Primeiro, deputado Francisco Küster, concordo perfeitamente que se não houver a reforma partidária, a começar por esses atos, diminuindo o prazo da campanha, com fidelidade partidária, com controle sobre os recursos públicos e uma série de coisas, sem dúvida nenhuma, o país viverá momentos piores de que os de hoje.
Deputado Jorginho Mello, infelizmente, a classe política está desmoralizada. E vai de cima até embaixo. E para se resgatar isso depende de um esforço extraordinário. É o vereador, o prefeito, o deputado estadual, o deputado federal, o senador, o presidente, o ministro, enfim, estão todos no mesmo bolo. E por isso acho que a colocação de v.exa., bem como do deputado Francisco Küster, têm toda a procedência.
Começou, ontem, deputados. E quem acompanhou a TV Câmara pôde assistir que no finalzinho, deputado Duduco, bem no finalzinho, houve uma votação da reforma de alguns artigos do Regimento Interno, para o número de deputados que farão parte das comissões e da Mesa. E aqueles eleitos que mudarem de partido perderão essa condição. O cálculo será feito conforme o resultado das urnas, e se houver mudança de partido, perde a condição. Por isso, acho que começou a se moralizar a Câmara dos Deputados.
Destaco também que a participação do coral da Assembléia Legislativa hoje é de muita importância. Esse coral iniciou, aos pouquinhos, com os nossos funcionários. Foi melhorando, deputado Duduco, ao longo do tempo e hoje é um excepcional coral. E se não posso ir lá assistir, pelo menos vou ficar torcendo pelo coral da Assembléia Legislativa, que estará em Criciúma, hoje, na disputa com outros corais, em nível internacional.

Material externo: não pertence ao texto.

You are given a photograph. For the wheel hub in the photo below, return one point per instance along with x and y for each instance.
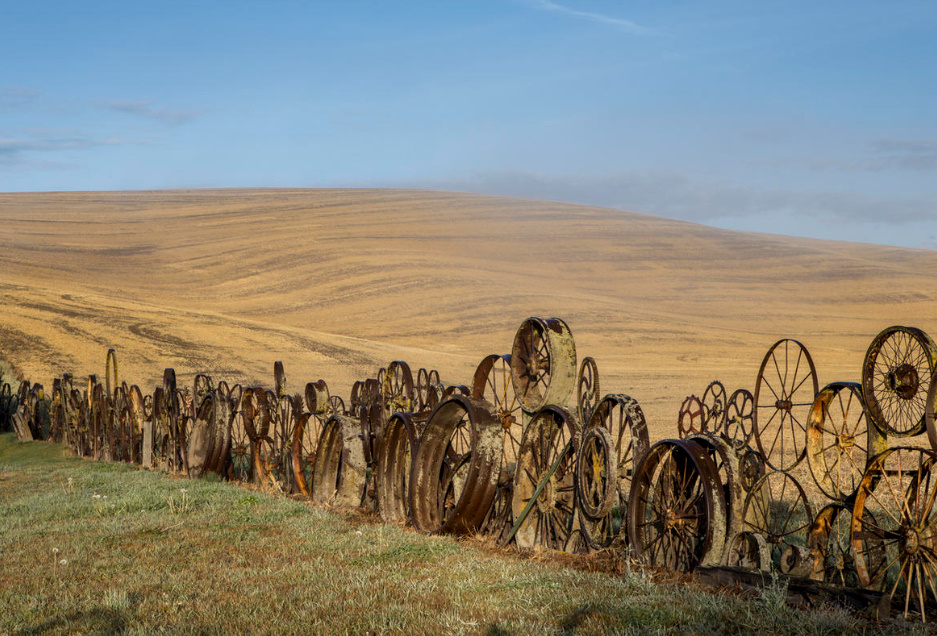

Srs. deputados, deputado Nilson Gonçalves, infelizmente o deputado Sérgio Godinho não está presente, mas o assunto que quero tratar e dialogar com s.exa. é que s.exa. dá a impressão de que somos contra as audiências públicas, que não concordamos com as audiências públicas. Mas não é isso! Eu sou a favor das audiências públicas, porque é uma forma da participação popular. Sou contra, e já repeti várias vezes, a forma como se está fazendo as audiências públicas.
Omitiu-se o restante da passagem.